Außerdem betonte er immer wieder, dass die Soko “Qualitätskontrollen” der Übersetzungen durchgeführt habe. Dabei sind den Beamt*innen offenbar keine “Mängel” aufgefallen. Der Dolmetscher allerdings konnte, wie sich im Zuge des Prozesses herausstellte, keine zwei Sätze die er selbst auf Deutsch übersetzt hatte auf Punjabi rückübersetzen. Kranz hatte dafür keine Erklärung und verwies erneut darauf, dass er ja – da er die Sprache selbst nicht könne – auf das Vertrauen zu den Dolmetscher*innen angewiesen sei.

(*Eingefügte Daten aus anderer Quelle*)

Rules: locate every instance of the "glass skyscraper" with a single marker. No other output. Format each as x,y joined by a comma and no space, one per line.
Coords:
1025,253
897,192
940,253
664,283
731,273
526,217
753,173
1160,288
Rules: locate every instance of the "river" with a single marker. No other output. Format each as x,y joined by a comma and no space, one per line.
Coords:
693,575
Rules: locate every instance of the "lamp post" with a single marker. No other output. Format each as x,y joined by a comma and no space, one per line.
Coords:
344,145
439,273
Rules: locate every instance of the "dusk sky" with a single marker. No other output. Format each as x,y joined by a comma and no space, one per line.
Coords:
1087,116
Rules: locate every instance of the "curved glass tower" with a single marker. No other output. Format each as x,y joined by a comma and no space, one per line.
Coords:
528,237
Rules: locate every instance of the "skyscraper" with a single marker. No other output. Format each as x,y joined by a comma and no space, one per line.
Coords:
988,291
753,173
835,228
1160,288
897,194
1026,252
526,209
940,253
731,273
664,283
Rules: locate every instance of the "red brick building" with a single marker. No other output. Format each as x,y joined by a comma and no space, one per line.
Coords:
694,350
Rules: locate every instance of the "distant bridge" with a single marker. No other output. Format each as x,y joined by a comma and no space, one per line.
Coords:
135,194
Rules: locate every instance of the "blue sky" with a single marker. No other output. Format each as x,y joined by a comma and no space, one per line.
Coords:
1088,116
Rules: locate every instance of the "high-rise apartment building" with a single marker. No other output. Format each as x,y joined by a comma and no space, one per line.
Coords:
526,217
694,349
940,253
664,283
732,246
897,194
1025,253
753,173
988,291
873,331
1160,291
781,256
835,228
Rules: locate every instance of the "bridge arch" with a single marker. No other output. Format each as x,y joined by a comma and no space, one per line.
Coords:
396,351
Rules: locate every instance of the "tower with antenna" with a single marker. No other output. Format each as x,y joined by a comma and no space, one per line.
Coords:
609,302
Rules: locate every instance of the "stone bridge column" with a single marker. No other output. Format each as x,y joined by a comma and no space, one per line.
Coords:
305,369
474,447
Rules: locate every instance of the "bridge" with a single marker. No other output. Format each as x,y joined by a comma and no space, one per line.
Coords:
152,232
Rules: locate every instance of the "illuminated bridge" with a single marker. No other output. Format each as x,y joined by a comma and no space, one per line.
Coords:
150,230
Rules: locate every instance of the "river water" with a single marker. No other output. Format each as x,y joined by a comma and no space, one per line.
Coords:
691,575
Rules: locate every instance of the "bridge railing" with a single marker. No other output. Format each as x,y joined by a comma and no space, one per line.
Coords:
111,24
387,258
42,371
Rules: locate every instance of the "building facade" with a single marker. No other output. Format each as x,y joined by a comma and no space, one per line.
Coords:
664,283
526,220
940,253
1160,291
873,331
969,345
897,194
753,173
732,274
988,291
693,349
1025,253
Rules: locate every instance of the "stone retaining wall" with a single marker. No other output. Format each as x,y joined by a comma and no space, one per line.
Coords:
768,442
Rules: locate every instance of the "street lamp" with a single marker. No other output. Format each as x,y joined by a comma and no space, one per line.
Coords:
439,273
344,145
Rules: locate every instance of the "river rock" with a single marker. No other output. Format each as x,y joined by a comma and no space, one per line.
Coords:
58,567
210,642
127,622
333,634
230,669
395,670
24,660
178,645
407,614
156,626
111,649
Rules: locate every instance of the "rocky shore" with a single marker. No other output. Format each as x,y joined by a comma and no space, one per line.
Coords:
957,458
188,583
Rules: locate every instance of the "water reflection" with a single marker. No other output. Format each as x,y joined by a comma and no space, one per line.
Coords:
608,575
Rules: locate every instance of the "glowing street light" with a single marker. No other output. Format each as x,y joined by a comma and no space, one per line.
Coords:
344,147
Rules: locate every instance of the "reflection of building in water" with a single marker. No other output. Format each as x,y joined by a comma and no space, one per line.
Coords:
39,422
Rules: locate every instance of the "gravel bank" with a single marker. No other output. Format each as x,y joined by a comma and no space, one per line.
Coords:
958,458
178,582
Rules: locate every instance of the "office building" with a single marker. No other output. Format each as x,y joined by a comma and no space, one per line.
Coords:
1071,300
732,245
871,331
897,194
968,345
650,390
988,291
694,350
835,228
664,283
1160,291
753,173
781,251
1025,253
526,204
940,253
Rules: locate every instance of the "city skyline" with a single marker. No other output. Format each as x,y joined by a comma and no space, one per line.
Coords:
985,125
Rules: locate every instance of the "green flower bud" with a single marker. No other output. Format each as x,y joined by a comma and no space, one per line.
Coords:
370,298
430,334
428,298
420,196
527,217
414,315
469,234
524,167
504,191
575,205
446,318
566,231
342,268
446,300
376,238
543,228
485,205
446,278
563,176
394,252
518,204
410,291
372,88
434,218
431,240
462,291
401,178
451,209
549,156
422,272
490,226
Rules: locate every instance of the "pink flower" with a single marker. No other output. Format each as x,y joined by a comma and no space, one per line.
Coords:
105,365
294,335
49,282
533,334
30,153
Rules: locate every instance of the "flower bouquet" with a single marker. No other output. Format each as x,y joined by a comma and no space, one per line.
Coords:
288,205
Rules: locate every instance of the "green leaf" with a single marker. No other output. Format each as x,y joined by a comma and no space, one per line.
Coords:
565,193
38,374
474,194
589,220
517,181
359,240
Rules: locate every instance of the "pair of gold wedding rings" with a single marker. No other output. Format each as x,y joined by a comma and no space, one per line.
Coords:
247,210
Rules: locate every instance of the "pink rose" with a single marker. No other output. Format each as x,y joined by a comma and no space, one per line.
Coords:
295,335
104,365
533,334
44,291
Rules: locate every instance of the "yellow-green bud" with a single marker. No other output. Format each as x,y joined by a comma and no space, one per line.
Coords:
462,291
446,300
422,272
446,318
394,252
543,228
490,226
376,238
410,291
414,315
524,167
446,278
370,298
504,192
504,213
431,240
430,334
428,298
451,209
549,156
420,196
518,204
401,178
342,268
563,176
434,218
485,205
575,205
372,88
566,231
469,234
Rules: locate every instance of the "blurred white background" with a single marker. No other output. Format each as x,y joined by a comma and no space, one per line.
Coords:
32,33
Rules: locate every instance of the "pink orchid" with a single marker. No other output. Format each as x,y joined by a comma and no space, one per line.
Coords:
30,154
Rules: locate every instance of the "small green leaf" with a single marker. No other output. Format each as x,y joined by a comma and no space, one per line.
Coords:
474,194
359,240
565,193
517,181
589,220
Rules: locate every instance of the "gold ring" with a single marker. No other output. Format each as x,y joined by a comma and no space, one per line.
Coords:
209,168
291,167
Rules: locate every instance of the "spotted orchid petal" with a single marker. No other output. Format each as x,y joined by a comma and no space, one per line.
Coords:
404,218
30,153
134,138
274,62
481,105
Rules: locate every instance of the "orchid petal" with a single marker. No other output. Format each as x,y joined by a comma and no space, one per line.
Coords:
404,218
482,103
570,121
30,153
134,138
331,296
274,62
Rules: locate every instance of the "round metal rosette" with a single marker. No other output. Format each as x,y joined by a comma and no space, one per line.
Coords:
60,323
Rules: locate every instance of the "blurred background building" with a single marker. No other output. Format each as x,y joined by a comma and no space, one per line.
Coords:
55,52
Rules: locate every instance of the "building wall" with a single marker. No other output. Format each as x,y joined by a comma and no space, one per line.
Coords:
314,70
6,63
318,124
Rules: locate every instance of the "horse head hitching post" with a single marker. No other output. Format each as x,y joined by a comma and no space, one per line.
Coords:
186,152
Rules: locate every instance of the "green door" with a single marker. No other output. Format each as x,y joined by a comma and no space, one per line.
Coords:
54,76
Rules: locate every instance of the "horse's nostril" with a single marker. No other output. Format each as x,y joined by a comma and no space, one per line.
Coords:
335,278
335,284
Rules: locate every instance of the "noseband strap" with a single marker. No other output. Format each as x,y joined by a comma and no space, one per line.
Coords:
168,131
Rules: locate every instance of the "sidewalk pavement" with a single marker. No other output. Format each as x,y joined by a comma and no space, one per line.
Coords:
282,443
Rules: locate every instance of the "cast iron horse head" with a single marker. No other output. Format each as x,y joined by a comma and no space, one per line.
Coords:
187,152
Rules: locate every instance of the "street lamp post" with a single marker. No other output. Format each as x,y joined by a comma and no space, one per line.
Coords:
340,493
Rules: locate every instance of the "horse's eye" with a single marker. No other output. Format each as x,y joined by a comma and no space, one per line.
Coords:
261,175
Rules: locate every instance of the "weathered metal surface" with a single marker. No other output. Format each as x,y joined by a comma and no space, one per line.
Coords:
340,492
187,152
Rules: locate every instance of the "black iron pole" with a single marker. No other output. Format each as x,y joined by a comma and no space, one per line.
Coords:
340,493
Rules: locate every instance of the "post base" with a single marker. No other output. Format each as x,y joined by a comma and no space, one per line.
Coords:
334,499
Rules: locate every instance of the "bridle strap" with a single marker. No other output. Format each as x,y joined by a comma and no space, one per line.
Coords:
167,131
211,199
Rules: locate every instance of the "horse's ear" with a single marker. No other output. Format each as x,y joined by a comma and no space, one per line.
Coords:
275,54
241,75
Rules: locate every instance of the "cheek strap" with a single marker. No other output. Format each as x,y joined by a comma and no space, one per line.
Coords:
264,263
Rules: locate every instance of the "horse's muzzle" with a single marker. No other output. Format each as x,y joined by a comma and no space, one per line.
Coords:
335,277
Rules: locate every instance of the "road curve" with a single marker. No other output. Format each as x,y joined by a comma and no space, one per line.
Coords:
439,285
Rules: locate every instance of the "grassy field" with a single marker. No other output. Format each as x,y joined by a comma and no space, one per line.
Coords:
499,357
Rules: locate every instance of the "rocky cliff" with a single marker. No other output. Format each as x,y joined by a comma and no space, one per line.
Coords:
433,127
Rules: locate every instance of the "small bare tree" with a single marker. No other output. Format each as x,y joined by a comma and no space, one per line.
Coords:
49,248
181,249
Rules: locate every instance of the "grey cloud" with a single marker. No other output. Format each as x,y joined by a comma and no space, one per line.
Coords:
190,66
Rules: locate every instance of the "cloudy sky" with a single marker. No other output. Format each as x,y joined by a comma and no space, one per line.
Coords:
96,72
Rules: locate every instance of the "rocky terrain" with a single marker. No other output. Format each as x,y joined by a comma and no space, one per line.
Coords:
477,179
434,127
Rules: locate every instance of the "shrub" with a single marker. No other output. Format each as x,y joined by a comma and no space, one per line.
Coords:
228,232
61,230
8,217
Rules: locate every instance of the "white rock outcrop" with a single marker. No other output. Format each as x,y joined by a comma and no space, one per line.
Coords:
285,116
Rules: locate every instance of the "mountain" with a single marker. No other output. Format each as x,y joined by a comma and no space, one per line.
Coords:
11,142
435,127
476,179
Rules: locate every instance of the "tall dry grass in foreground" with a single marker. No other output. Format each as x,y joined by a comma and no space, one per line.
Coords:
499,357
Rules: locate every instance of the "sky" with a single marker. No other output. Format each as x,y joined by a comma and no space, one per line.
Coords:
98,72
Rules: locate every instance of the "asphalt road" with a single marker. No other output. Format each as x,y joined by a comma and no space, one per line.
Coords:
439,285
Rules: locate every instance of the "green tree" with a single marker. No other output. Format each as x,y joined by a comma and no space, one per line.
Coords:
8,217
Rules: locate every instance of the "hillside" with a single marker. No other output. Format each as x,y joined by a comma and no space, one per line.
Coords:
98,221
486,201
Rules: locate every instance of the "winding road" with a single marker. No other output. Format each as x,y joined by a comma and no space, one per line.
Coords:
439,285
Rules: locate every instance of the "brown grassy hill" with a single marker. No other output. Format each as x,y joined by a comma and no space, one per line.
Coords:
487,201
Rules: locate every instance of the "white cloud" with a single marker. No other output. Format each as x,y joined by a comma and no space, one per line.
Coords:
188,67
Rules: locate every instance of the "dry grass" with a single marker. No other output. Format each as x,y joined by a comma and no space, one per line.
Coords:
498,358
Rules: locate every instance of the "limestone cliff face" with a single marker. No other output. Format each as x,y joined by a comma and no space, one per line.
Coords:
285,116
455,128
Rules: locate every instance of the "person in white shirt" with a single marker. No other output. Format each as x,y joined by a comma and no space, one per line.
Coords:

In Bezug auf den Vorwurf der “kriminellen Vereinigung” gab Rudolf Kranz an, dass es sich bei den Angeklagten um “keine großen Bosse” handle, sie hätten dennoch in der angeblichen “Organisation” eine wichtige, wenn auch leicht austauschbare Rolle gespielt. Seine Begründung stützt sich alleine auf Telefonüberwachungen sowie Mutmaßungen. Er gab an, die Angeklagten hätten sich im Votivpark getroffen, um die Arbeitsteilung zu besprechen. Woher er das wisse? Er habe sie im Votivpark im Zuge einer anderen Observation gesehen und aus seiner Erfahrung wisse er, dass persönliche Treffen das einfachste Mittel seien, um “Schleppungshandlungen” zu besprechen. Er gab allerdings ebenso an, dass er die Sprache, in der die Angeklagten miteinander kommuniziert haben, nicht versteht. Auf die Frage danach, was im Rahmen der Telefonüberwachungen als “schlepperrelevant” galt, antwortete Kranz, dass alles, wo es um Personen ginge, dazu zähle.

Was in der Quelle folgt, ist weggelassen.